PLoS Computational Biology (Dec 2010)

Identifying a high fraction of the human genome to be under selective constraint using GERP++.

  • Eugene V Davydov,
  • David L Goode,
  • Marina Sirota,
  • Gregory M Cooper,
  • Arend Sidow,
  • Serafim Batzoglou

DOI
https://doi.org/10.1371/journal.pcbi.1001025
Journal volume & issue
Vol. 6, no. 12
p. e1001025

Abstract

Read online

Computational efforts to identify functional elements within genomes leverage comparative sequence information by looking for regions that exhibit evidence of selective constraint. One way of detecting constrained elements is to follow a bottom-up approach by computing constraint scores for individual positions of a multiple alignment and then defining constrained elements as segments of contiguous, highly scoring nucleotide positions.
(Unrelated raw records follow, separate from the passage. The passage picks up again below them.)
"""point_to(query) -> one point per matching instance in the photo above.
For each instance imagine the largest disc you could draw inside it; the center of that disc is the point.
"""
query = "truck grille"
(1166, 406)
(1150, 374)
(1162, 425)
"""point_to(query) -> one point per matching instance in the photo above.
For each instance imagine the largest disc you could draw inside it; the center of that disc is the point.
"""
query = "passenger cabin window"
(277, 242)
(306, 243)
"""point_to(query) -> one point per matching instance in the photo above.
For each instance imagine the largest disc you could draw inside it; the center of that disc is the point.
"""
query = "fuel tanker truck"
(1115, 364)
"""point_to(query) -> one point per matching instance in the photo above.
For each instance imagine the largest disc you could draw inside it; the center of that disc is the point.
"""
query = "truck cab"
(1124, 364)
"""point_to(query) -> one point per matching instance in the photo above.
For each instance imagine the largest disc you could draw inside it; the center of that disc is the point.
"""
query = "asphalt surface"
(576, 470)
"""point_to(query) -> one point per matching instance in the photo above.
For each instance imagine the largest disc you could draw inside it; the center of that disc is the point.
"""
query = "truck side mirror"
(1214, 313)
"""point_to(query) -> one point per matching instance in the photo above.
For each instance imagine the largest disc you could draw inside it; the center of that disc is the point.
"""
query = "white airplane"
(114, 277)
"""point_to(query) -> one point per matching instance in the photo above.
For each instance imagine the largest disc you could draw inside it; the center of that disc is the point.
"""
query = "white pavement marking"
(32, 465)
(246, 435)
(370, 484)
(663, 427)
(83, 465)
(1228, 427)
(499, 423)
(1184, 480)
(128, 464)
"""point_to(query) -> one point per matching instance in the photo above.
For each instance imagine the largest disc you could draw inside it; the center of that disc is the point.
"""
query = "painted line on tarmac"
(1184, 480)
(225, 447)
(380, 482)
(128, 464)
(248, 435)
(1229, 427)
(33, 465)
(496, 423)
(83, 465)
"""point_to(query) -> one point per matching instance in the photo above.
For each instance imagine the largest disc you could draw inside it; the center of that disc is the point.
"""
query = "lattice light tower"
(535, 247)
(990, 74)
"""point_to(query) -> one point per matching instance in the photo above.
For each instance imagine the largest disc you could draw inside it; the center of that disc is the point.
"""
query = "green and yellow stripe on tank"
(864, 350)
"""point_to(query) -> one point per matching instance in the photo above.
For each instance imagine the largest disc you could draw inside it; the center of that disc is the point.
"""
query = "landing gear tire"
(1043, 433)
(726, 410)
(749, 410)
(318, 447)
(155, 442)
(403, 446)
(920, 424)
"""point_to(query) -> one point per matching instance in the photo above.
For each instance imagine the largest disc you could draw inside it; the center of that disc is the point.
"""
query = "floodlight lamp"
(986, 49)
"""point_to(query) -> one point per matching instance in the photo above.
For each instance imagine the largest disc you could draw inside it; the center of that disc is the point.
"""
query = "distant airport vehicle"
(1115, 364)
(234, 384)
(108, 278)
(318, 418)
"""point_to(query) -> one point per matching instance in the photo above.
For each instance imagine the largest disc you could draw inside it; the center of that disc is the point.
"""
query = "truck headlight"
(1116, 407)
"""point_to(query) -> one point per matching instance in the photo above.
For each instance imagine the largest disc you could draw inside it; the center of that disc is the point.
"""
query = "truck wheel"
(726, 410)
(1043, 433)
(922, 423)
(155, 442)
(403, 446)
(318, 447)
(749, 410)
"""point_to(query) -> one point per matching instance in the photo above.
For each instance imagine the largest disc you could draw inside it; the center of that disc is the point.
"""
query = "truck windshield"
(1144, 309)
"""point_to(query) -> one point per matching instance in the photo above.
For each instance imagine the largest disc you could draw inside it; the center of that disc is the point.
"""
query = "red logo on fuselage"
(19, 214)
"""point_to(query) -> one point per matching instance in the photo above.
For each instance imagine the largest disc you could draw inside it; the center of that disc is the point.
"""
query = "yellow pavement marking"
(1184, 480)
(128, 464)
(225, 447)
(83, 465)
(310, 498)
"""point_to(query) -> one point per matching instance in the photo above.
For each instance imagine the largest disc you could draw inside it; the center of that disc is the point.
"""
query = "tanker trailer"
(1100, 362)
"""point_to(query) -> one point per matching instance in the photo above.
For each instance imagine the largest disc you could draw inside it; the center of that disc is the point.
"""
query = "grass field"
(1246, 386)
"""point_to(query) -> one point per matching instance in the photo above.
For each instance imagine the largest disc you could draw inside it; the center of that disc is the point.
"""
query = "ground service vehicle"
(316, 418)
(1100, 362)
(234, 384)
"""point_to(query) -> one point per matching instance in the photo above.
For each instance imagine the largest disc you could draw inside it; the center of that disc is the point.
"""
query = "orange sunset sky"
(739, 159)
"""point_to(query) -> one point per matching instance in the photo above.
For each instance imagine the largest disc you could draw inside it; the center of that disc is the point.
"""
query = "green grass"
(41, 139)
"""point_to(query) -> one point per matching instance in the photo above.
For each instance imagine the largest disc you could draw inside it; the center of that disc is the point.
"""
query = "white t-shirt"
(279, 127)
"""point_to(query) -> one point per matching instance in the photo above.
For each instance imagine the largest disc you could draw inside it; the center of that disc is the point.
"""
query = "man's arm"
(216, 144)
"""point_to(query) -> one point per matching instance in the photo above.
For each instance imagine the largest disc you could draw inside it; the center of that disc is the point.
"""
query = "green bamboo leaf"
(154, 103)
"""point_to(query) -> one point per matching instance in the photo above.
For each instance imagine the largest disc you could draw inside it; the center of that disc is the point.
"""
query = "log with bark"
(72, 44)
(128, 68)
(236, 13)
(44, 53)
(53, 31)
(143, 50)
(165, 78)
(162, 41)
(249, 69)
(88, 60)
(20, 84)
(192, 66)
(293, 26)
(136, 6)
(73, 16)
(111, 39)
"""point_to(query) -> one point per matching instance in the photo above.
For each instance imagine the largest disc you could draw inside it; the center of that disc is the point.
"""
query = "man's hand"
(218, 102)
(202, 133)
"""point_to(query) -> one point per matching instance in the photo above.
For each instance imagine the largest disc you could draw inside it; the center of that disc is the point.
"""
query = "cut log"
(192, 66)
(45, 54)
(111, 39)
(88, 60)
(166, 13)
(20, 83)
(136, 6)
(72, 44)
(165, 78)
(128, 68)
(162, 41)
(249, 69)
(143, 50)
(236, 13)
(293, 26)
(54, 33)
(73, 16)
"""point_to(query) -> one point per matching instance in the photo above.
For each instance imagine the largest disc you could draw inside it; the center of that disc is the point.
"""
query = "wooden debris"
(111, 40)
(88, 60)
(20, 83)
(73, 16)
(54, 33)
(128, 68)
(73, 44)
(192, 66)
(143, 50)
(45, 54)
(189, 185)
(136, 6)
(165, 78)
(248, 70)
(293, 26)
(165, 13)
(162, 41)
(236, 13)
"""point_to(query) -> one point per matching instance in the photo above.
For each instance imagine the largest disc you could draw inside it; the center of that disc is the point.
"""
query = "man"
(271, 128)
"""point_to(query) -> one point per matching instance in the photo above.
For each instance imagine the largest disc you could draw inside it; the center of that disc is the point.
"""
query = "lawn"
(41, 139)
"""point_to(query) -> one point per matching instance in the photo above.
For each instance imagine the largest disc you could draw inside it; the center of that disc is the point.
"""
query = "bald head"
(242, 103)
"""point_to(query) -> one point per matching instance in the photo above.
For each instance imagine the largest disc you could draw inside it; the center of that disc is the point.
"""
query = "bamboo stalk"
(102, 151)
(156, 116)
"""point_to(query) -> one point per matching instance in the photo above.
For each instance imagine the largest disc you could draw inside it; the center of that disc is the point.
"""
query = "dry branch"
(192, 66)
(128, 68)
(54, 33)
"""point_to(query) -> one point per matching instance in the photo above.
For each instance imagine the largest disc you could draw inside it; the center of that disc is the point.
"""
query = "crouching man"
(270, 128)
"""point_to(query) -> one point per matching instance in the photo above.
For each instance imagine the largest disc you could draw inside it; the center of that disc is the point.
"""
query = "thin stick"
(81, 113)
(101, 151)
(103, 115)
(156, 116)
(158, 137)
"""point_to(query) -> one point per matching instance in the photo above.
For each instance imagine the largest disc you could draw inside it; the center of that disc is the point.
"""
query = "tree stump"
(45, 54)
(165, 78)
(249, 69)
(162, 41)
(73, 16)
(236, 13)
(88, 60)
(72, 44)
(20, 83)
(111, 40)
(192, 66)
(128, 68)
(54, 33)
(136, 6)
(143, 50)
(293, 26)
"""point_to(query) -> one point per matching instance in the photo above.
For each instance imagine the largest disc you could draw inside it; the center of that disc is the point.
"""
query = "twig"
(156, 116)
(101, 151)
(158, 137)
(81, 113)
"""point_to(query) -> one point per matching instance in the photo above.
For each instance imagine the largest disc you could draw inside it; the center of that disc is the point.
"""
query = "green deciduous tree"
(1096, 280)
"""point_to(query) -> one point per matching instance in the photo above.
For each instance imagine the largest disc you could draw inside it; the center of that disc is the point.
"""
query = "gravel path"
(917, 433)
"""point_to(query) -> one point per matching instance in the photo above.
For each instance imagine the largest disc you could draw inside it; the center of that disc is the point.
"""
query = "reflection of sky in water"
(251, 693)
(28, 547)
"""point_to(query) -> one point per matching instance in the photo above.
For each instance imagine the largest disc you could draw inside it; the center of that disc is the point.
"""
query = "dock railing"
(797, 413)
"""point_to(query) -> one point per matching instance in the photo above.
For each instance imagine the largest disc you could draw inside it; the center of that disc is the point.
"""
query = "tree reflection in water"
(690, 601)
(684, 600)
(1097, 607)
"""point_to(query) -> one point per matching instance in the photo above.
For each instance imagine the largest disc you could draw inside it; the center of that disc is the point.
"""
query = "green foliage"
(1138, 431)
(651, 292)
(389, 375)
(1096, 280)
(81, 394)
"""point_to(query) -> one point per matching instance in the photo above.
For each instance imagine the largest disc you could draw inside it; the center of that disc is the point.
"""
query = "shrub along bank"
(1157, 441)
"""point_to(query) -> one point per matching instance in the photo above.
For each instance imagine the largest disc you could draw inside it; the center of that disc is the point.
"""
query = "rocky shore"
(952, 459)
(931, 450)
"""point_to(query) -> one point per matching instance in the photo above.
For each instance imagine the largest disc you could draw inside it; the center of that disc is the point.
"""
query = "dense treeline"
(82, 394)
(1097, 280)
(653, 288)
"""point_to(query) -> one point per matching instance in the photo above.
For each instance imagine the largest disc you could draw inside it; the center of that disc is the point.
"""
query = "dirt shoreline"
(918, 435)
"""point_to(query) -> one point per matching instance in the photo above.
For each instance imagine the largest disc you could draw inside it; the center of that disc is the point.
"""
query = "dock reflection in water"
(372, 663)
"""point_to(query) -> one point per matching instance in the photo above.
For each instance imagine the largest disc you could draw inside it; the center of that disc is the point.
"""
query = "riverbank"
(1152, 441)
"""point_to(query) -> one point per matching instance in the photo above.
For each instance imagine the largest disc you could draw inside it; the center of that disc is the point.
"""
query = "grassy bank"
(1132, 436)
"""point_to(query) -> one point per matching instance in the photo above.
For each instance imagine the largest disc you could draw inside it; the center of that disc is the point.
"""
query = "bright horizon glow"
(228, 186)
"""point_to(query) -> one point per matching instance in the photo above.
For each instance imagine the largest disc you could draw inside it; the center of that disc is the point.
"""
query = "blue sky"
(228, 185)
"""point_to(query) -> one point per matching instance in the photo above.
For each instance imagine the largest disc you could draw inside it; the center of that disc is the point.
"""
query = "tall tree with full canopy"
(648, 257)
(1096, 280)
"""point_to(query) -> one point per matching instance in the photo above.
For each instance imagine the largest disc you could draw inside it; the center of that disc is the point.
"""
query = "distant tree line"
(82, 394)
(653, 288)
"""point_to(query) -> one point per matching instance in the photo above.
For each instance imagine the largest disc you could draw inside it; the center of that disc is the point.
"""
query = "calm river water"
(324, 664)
Here we present GERP++, a new tool that uses maximum likelihood evolutionary rate estimation for position-specific scoring and, in contrast to previous bottom-up methods, a novel dynamic programming approach to subsequently define constrained elements. GERP++ evaluates a richer set of candidate element breakpoints and ranks them based on statistical significance, eliminating the need for biased heuristic extension techniques. Using GERP++ we identify over 1.3 million constrained elements spanning over 7% of the human genome. We predict a higher fraction than earlier estimates largely due to the annotation of longer constrained elements, which improves one to one correspondence between predicted elements with known functional sequences. GERP++ is an efficient and effective tool to provide both nucleotide- and element-level constraint scores within deep multiple sequence alignments.